# Does IMAX 3D have cross talk/ghosting?



## granville (Feb 21, 2012)

Basically i have a question for those whom have experience in the matter. I've only ever experienced 3D films on a theater size screen in theme parks, specifically at Disney World. Issue is that i get severe ghosting/cross talk in most of them, where even when i'm wearing the glasses, i still see a double image. It does pop out and it does have depth, it's just that in some cases, i still see a separate ghost image.

I'll mention that i also own a Nintendo 3DS. Only in some games do i get bad ghosting (where the 3D seems poorly implemented).

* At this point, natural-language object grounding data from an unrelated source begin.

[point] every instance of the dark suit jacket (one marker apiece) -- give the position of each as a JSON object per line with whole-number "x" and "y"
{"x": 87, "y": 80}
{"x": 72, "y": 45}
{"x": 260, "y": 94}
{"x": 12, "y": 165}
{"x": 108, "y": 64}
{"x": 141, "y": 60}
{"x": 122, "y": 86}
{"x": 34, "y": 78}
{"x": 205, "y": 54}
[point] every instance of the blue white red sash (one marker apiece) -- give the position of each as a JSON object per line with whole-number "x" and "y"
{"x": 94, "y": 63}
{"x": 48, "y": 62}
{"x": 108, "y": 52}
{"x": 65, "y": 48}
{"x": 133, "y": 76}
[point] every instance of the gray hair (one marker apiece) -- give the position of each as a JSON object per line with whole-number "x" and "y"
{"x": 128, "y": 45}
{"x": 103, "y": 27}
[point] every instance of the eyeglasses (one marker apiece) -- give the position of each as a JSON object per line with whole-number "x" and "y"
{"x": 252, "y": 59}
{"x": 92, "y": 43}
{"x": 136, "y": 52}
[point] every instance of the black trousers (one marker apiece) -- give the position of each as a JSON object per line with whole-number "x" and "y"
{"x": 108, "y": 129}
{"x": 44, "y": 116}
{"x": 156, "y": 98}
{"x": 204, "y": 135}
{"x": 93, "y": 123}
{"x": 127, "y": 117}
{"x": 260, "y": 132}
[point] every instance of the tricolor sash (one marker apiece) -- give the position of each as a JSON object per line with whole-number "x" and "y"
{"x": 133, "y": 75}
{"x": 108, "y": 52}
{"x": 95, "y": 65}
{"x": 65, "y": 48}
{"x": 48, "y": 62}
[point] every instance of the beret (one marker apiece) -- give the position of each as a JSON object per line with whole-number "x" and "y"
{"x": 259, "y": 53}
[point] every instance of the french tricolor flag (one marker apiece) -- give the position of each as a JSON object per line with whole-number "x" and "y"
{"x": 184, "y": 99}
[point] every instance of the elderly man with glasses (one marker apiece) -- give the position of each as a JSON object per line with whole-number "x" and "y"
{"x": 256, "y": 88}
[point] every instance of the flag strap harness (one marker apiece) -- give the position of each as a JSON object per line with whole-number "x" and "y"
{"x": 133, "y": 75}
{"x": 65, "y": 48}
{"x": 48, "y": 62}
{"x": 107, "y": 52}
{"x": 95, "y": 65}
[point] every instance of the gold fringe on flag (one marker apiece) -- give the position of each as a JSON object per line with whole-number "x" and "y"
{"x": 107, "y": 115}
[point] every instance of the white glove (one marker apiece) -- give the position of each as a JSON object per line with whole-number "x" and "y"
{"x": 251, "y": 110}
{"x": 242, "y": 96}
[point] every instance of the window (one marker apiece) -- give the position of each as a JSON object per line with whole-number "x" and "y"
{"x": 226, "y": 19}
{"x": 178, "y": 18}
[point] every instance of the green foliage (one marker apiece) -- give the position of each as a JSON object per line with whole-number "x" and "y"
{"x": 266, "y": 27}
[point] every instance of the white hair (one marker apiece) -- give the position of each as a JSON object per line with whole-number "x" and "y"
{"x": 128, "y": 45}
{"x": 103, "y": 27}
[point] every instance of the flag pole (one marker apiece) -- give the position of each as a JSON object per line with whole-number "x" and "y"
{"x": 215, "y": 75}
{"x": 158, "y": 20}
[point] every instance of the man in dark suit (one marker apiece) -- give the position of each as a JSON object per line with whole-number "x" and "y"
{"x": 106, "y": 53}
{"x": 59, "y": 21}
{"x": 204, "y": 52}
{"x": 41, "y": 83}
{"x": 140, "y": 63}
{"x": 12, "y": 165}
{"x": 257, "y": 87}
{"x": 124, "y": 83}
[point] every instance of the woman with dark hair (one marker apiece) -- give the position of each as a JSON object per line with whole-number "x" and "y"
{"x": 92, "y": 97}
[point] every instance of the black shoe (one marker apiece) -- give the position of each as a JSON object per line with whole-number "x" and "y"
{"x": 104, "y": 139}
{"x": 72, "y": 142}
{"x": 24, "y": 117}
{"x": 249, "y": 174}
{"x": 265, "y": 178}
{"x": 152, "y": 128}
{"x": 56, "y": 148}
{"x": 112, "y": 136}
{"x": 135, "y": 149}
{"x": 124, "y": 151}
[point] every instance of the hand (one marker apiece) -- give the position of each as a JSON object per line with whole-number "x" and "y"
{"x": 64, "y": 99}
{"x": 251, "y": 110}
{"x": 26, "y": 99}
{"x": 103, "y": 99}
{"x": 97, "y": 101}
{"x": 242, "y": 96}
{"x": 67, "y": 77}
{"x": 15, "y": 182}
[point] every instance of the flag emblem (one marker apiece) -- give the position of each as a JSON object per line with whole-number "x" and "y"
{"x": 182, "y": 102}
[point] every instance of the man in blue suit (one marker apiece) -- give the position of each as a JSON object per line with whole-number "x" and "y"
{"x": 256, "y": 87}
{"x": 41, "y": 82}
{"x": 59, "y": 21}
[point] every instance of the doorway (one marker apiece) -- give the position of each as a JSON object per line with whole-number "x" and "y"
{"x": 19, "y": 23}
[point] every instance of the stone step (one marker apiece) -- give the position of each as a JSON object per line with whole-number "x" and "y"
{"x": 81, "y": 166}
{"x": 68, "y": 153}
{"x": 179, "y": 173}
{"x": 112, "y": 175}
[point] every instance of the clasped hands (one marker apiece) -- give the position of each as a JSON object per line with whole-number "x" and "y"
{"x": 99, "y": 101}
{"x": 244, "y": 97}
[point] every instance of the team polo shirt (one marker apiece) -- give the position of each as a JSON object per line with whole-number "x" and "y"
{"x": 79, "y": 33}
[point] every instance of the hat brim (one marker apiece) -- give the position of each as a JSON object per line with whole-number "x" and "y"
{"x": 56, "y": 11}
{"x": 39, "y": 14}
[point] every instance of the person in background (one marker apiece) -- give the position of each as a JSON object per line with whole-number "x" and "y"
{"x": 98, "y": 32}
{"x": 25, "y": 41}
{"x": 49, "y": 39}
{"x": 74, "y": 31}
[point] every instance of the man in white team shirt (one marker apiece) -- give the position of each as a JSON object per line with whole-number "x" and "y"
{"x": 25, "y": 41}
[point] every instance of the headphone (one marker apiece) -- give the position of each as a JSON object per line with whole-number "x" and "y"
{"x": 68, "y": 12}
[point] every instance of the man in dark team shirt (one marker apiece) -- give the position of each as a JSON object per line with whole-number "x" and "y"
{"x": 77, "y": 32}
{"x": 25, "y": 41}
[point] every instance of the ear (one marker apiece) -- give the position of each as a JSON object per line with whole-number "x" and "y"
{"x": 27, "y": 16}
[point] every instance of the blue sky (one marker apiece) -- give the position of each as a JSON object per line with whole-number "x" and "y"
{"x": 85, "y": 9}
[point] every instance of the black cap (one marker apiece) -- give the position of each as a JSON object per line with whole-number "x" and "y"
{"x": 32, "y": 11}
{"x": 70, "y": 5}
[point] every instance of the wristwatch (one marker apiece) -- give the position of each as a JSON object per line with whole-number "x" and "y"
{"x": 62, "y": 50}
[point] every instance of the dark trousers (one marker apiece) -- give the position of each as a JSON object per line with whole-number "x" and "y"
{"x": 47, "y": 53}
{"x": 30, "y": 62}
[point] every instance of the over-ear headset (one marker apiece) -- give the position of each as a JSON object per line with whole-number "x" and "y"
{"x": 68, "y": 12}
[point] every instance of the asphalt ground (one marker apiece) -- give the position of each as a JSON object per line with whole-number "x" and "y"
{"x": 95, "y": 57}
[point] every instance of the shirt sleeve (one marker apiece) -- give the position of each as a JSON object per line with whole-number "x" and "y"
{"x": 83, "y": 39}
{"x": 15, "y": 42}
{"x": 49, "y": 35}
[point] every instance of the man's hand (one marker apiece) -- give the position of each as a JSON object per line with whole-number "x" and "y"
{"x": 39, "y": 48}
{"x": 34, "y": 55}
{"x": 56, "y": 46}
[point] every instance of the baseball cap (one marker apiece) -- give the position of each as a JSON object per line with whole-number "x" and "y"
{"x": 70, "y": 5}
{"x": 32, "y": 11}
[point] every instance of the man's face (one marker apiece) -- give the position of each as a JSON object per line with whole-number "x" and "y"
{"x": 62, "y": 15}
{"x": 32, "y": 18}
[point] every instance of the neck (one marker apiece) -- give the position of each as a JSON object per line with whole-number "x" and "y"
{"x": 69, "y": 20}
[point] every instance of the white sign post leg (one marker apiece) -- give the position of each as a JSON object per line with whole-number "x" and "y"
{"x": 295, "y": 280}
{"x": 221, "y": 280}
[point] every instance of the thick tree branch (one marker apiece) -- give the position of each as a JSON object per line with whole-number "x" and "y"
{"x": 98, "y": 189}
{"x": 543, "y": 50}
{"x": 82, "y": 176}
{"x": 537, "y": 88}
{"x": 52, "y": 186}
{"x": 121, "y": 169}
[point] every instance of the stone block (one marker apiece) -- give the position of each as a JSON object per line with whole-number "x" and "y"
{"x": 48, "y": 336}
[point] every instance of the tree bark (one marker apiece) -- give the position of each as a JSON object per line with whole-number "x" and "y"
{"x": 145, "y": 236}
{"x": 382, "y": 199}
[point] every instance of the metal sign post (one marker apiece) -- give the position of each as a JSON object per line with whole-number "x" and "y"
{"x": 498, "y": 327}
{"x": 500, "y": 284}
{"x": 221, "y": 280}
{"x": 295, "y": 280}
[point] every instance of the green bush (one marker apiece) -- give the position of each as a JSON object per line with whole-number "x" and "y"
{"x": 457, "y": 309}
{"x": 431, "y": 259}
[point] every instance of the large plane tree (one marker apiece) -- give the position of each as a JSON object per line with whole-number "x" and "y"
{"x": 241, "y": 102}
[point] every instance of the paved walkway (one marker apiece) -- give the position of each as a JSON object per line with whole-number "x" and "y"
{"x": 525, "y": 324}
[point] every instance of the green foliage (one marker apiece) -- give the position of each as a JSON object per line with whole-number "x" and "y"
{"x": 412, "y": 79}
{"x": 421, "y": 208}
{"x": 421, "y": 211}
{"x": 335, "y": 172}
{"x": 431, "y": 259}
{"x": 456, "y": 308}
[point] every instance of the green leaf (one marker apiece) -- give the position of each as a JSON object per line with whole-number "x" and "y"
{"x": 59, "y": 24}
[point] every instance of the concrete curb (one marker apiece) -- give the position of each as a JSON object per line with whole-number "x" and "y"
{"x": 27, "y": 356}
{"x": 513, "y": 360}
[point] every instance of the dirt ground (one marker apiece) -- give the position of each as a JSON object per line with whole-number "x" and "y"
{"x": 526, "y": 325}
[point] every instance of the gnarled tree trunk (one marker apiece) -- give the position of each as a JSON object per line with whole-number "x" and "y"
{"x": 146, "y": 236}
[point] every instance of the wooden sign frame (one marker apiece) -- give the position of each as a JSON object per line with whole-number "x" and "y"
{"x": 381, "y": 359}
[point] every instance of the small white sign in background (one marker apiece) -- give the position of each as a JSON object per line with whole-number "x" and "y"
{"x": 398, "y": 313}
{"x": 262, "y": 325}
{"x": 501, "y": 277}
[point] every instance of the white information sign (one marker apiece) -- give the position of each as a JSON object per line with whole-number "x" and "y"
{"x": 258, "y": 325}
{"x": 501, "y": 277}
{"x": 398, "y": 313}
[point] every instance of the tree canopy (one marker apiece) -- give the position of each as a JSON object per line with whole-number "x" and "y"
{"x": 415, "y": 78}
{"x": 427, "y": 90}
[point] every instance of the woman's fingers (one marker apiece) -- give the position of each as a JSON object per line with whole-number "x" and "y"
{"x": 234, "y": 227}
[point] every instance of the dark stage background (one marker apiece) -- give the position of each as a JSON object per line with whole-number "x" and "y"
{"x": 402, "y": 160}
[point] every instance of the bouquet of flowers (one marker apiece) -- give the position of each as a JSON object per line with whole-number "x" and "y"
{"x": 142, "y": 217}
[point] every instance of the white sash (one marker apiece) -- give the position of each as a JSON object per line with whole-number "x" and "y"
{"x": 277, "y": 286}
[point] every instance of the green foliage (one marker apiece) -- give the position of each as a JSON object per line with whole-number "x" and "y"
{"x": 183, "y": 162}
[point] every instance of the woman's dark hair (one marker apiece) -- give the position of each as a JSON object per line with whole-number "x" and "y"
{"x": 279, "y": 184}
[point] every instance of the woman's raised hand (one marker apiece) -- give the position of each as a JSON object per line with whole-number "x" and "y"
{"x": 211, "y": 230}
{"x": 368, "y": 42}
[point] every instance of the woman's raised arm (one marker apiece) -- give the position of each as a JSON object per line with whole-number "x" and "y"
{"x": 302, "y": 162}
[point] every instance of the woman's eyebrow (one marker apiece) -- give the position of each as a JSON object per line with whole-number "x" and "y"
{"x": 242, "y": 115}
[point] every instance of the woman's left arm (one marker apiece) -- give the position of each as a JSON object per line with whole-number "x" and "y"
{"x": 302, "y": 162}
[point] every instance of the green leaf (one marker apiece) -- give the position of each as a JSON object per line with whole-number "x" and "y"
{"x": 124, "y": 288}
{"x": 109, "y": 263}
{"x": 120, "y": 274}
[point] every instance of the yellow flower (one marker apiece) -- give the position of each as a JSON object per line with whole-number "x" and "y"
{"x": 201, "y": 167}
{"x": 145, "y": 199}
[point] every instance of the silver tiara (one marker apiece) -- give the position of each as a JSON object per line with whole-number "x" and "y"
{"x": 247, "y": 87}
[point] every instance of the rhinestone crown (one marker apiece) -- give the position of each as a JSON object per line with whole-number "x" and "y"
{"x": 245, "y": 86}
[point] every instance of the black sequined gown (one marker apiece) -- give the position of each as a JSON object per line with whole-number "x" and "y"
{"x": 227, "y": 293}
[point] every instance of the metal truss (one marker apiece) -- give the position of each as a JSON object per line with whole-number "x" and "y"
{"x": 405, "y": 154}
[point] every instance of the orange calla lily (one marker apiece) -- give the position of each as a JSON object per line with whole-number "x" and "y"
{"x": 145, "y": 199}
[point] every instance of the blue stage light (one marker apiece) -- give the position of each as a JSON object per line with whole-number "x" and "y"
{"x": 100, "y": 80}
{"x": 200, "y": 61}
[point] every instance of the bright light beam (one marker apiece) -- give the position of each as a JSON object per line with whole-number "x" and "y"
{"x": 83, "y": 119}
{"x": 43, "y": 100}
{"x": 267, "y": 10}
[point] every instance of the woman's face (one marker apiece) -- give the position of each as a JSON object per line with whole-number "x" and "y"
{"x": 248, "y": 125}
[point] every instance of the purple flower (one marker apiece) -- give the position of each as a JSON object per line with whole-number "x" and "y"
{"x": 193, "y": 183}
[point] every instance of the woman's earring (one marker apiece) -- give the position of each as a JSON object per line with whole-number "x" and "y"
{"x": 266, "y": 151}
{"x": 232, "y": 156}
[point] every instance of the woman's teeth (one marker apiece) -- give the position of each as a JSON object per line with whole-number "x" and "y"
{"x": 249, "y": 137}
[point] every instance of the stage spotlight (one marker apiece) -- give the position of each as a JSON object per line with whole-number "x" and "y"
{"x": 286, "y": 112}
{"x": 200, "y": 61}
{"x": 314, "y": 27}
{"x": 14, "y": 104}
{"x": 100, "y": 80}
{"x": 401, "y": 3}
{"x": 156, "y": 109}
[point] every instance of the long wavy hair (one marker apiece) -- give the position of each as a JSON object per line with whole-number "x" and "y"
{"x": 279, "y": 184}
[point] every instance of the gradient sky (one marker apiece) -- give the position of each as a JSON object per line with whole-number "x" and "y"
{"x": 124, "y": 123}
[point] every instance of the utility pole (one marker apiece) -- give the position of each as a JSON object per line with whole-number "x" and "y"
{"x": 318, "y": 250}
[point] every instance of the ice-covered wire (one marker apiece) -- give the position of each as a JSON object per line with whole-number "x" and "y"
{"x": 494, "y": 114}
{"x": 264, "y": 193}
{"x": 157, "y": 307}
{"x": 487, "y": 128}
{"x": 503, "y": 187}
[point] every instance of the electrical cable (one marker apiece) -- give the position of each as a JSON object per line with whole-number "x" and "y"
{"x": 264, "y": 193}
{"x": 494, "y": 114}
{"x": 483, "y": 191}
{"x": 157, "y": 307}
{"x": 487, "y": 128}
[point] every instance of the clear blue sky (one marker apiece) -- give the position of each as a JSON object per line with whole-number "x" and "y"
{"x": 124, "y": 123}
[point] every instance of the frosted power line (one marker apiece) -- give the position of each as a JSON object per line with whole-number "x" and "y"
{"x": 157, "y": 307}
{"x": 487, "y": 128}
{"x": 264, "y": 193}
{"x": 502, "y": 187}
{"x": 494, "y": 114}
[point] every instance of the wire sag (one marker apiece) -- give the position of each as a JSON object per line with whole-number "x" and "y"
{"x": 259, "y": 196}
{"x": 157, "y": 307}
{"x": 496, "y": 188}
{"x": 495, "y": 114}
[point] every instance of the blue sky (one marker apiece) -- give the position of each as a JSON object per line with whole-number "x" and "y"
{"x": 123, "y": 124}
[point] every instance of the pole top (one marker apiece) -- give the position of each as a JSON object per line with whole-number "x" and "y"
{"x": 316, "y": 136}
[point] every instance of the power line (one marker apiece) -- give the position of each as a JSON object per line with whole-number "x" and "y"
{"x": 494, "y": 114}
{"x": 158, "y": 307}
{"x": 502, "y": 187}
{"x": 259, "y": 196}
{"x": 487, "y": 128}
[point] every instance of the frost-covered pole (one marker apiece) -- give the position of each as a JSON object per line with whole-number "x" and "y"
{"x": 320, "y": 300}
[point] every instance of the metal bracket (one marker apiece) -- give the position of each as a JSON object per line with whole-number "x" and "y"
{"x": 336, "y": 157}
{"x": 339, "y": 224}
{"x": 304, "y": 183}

My question here is in regards to Imax 3D. I do have a theater pretty near where i live and i'm considering trying out a 3D movie at it (i've never seen an Imax film either). Will i experience the same problem of ghosting/cross talk in Imax 3D as i do in the sort of 3D used at theme parks? I don't wish to go into a 3D Imax movie only to find myself dizzy from that sort of thing the whole way through it.

And since we're on the subject, would this also be the same on RealD 3D films as well? I mean 3D movies in theaters that aren't Imax but just normal resolution and size.

Sadly it's apparently all or nothing as well. I can't see an Imax film without the 3D, the theater doesn't seem to screen movies in just 2D Imax, only 3D Imax.


----------



## Veho (Feb 21, 2012)

You may get ghosting and crosstalk if the glasses are smudged and greasy. Smudges mess up the polarized filters and let both of the images through in places. That's the main cause for ghosting in IMAX. So take some glasses-cleaner fluid and a cloth with you, just in case.


----------



## Gahars (Feb 23, 2012)

The 3D for Imax 3D movies is of a higher quality than the 3DS', so that doesn't tend to be a problem (or at least, one I've really noticed). Like Veho said, the glasses would be the most likely source of any problems.


----------



## granville (Feb 24, 2012)

Well as i said, i don't have the ghosting issue in 3DS games unless there's something seriously wrong with the effect itself. For instance, MGS3D and Mario 3D Land are devoid of the issue. Same goes for RE:Revelations. But Rayman 3D had tons of it during cutscenes, in fact during those scenes the effect essentially doesn't even work at all. Gameplay works fine in it though.

It's the theater 3D i'm concerned about. Like i said, i'm basing it off of the 3D seen at those Disney attractions at the theme parks. I get massive ghosting at those.

I will take some cleaner with me though if i ever go to one.


----------